The Norwegian government has eased some Corona containment measures on a national basis, on the condition that local restrictions will be put in place in the event of virus outbreaks. It means that areas with low infection rates will have more freedom to allow, for example, up to 600 spectators at outdoor sporting events.
Prime Minister Erna Solberg, accompanied by her cabinet ministers in charge of health and culture, said at a press conference Wednesday afternoon that the goal was to gradually reopen sporting events for adults. Three groups of 200 people will now be allowed into outdoor stadiums, with just one seat between them instead of at least two. Families will be allowed to sit together.
Solberg’s government also decided to once again allow bars to serve alcoholic beverages after midnight, if local infection rates are low. The new, more relaxed rules will take effect from October 12.
“We are now in a different situation than when we had to shut down in March,” Solberg said. “Local governments are better prepared and we know more about the Corona pandemic.” She said it’s thus now possible to tailor anti-infection reguations in an effort to reduce the burden on various communities.

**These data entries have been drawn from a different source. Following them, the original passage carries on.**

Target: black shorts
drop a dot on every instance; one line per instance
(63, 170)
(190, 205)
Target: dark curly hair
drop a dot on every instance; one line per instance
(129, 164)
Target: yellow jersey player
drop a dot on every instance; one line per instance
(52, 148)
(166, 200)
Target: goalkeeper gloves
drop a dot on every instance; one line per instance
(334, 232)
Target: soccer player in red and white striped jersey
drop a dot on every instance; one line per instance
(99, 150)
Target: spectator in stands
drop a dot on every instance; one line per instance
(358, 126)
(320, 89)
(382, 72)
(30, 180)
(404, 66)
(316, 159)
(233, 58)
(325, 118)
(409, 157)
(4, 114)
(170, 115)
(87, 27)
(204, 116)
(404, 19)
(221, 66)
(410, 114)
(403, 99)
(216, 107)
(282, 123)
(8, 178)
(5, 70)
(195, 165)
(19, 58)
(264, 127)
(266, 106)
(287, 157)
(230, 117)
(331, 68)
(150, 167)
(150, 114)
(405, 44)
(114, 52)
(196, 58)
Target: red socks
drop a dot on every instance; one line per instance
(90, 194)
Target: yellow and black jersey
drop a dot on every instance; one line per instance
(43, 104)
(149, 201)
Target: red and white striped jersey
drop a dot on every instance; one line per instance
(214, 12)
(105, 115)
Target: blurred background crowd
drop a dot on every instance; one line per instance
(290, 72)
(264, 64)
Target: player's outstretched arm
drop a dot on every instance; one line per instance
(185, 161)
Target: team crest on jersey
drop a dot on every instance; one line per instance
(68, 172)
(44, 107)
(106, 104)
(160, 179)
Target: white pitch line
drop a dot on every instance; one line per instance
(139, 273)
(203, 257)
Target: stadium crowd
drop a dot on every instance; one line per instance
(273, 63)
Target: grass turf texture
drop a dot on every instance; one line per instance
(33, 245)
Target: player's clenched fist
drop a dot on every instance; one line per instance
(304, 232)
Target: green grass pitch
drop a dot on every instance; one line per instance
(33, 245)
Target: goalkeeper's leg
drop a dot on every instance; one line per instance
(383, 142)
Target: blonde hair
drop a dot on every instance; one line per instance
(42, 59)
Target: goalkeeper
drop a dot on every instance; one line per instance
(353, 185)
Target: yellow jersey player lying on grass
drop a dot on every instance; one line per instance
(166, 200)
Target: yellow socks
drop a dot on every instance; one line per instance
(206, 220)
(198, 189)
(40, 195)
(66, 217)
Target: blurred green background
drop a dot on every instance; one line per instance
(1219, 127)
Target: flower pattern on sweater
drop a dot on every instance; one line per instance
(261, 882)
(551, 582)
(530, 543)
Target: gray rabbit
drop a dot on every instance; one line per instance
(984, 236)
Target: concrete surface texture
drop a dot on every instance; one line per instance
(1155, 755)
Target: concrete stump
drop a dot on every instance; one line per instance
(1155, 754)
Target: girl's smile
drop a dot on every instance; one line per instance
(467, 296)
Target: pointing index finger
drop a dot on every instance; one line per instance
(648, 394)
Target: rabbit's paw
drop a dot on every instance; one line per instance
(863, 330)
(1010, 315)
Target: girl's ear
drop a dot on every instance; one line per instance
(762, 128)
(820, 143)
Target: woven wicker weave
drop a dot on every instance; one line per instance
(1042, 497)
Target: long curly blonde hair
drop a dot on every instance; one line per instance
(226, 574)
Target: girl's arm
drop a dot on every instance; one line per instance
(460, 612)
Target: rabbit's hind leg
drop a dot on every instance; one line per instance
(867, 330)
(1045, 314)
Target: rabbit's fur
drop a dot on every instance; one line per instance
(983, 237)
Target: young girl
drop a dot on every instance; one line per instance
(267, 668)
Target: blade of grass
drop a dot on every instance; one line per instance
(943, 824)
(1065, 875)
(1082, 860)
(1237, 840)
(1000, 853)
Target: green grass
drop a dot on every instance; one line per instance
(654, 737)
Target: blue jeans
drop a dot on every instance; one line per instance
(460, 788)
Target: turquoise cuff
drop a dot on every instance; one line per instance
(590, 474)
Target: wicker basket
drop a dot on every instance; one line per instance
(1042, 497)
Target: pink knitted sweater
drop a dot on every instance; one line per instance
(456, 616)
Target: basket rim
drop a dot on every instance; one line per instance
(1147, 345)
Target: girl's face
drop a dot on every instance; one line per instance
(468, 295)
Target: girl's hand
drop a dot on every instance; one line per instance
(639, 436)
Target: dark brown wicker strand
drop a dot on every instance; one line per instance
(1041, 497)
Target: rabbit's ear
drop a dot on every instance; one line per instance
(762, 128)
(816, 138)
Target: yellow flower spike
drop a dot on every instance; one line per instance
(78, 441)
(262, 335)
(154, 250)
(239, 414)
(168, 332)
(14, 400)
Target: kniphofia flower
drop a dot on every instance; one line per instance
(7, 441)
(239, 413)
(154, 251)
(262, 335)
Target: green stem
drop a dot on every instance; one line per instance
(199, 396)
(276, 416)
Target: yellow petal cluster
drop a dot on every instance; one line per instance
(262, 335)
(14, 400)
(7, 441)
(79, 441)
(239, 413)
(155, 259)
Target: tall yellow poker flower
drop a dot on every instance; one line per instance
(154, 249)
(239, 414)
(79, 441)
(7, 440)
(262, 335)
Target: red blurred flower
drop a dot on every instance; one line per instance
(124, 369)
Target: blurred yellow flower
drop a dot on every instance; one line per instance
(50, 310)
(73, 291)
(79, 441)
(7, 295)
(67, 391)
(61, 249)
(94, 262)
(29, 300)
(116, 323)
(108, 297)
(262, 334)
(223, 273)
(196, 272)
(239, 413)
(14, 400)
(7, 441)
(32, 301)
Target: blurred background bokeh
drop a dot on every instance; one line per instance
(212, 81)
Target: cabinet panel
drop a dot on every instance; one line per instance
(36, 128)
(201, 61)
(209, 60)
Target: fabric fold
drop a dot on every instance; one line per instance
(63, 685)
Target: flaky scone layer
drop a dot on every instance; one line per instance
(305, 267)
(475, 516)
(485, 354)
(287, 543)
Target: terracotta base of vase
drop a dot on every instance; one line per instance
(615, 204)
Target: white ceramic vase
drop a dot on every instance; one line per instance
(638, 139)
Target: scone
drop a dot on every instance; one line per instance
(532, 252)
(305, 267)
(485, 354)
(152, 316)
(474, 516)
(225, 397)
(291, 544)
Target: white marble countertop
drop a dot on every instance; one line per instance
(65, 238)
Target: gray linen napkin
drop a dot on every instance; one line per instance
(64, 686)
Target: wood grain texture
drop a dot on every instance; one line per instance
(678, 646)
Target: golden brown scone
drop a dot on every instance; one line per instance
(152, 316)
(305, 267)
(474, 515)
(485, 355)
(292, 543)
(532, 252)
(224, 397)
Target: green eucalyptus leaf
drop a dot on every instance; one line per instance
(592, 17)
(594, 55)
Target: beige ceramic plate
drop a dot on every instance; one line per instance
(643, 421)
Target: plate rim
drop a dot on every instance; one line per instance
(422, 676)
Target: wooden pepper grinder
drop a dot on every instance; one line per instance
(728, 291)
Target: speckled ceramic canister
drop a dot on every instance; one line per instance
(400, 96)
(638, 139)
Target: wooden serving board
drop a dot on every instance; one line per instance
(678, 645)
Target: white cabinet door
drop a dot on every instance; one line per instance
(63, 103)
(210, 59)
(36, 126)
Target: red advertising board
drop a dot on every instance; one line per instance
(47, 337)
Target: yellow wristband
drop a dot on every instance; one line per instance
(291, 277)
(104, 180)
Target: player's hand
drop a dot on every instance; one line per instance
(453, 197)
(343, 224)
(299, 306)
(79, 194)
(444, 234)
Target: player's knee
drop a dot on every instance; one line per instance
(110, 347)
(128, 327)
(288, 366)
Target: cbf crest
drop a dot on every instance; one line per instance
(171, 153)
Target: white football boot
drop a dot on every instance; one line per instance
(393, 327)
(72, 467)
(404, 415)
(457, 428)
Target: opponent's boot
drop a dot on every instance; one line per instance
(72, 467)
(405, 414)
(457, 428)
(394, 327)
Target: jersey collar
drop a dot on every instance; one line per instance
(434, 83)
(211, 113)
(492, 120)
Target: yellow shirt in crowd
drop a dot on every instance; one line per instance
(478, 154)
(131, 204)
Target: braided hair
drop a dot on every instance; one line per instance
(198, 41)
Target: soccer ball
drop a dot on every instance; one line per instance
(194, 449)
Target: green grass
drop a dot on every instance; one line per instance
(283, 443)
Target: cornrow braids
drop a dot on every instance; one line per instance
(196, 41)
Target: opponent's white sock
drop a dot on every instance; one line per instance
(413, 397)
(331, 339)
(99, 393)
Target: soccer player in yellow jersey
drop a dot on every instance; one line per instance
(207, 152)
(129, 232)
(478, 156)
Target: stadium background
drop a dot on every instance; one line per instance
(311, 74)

Wide variations nationwide
She also stressed how the infection situation varies around the country. While Oslo is currently experiencing high infection levels and has had to impose stricter measures, she noted, some cities and towns have little or no infection at all. The government doesn’t think they should have to endure the same restrictions as Oslo, or Bergen just two weeks ago, where private gatherings were limited to just five people. The southern coastal city of Arendal has also had to crack down on a local outbreak this week.
Local officials must remain vigilant, under the new rules, and adjust restrictions in accordance with infection levels. Health Minister Bent Høie had a disagreement with Oslo officials earlier this week, claiming they weren’t being strict enough, but now the capital has tightened restrictions and Høie said Wednesday that most cities “have done a good job” imposing measures tailored for their areas.
Performing artists protest
The government’s partial relaxation comes just as performing artists, musicians, concert- and theater technicians and people who arrange special events were mounting demonstrations in Oslo Wednesday, demanding to be allowed to have audiences of as many as 1,000 people at concerts in large venues. They were marching through downtown and intended to illuminate theaters and other cultural buildings around town with red lights Wednesday evening, to demonstrate how they’re all bleeding financially under restrictions that still limit audiences to a maximum of 200, or even less. The recent outbreak in Oslo has reduced audiences to just 5o in venues without assigned seating.
Eivind Gullberg Jensen, incoming leader of the Bergen National Opera, told newspaper Aftenposten this week that he thinks large opera venues and symphony halls should be able to have audiences of at least 600.
Performers and stage crews are especially unhappy that they stand to lose their Corona crisis compensation as of November 1. It has covered up to 80- or 90 percent of lost income on cancelled events but stands to run out before restrictions are relaxed.